Search code examples
ossec

OSSEC windows agent configuration

I am getting started with OSSEC and i want to configure windows agent. I have followed the documentation and this. My server is a VM ubuntu and I want to have an Windows Agent.

This is the output of active agents.

vm:/var/ossec/etc# /var/ossec/bin/list_agents -c ** No agent available.
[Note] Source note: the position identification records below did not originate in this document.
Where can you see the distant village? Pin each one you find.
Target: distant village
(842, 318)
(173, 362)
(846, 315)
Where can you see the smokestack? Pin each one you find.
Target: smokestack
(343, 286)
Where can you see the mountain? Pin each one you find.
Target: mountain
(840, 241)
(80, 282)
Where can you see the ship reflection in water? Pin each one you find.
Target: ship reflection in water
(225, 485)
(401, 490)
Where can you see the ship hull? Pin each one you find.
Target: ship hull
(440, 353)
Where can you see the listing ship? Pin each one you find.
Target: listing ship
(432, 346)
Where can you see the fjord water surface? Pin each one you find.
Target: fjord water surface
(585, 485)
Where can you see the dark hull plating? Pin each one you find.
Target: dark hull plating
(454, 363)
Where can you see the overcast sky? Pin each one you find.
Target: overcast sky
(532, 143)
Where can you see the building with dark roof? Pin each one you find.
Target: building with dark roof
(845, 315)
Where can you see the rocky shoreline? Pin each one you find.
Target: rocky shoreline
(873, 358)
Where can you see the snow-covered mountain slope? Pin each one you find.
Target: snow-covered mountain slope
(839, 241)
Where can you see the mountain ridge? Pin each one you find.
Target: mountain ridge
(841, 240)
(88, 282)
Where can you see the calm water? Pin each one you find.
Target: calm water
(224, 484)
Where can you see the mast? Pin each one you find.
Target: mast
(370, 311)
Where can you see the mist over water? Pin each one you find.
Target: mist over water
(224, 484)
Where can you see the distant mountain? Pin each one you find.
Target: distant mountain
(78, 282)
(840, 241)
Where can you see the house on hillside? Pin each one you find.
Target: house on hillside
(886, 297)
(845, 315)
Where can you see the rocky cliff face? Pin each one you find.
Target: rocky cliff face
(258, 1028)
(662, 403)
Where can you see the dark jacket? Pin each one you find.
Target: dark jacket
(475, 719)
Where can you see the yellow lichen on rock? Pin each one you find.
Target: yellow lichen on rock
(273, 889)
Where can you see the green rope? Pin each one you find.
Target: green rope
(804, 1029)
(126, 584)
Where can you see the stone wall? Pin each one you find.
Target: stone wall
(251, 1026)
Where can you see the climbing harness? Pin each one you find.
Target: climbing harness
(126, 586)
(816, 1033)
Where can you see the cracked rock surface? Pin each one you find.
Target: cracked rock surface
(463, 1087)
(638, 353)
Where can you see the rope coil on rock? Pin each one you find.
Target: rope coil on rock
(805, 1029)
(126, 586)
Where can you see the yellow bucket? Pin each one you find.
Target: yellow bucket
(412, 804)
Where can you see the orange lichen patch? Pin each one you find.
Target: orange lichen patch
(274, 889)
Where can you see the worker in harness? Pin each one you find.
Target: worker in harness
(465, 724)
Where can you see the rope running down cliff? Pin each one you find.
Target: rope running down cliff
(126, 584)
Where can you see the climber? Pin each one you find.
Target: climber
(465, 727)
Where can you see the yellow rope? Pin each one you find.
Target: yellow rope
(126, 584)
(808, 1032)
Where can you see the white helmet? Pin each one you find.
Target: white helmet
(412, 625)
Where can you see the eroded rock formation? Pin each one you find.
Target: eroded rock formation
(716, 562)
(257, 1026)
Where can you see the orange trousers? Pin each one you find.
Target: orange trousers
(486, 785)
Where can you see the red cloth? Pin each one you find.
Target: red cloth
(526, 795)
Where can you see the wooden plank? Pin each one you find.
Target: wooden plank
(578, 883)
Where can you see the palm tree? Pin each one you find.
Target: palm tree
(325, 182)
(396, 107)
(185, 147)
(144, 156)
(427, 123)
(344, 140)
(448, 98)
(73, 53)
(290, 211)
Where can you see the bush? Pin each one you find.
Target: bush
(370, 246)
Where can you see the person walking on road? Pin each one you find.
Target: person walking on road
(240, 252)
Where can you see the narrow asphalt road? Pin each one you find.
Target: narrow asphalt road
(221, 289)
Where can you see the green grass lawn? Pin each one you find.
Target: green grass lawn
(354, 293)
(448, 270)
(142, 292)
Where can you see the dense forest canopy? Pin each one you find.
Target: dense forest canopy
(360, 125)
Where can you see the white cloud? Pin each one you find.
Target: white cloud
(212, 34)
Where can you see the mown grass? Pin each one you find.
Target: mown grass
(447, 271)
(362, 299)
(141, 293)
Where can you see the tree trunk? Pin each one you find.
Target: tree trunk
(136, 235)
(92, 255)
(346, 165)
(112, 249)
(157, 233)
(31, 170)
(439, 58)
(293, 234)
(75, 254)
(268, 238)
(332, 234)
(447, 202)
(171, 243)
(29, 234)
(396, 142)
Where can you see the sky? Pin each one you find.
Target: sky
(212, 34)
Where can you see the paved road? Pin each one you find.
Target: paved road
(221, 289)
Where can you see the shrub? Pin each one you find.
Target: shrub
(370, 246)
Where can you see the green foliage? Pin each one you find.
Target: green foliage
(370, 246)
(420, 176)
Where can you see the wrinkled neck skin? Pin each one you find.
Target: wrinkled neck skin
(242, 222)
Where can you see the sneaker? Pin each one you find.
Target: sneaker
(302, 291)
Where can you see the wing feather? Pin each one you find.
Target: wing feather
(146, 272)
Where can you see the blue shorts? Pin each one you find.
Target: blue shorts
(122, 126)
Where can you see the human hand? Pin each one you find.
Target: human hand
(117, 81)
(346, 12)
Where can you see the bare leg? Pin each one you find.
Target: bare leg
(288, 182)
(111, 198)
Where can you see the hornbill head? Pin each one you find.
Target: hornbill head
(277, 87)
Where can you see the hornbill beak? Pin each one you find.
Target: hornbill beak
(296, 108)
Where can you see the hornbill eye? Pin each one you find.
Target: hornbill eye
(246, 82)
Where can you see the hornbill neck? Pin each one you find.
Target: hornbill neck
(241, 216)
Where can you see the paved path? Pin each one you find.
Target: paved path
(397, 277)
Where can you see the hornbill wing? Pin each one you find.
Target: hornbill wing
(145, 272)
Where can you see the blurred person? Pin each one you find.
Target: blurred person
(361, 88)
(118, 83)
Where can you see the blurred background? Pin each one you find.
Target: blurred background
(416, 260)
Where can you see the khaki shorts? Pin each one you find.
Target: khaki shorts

vm:~/ossec-hids-3.2.0# tcpdump -i ens3 src 192.168.8.69

tcpdump: verbose output suppressed, use -v or -vv for full protocol decode

listening on ens3, link-type EN10MB (Ethernet), capture size 262144 bytes

13:44:30.979244 IP 192.168.8.69.55341 > 10.0.0.4.ssh: Flags [.], ack >1445060350, win 16319, length 0

This is list of already added agents.

Available agents: ID: 003, Name: WindowsAgent, IP: 192.168.8.69

And here is my windows agent manager.

enter image description here

On the server side I have droped the firewall.

Maybe should I drop the firewall also on the client side? Also I am not so sure about server side IP address - but thats the output form ifconfig.

Solution

  • I made a mistake assuming that ifconfig ip is the one I should be connecting. My server is on the VM, which I connect via SSH to given IP and this IP is the OSSEC server IP.

    Here is the command to check whether the port 1514 is used.

    tcpdump -i ens3 -nn host 192.168.8.69 and port 1514

    It shows whether you are using a specific port.

    Also, I advise checking ossec.log in ossec-agent folder.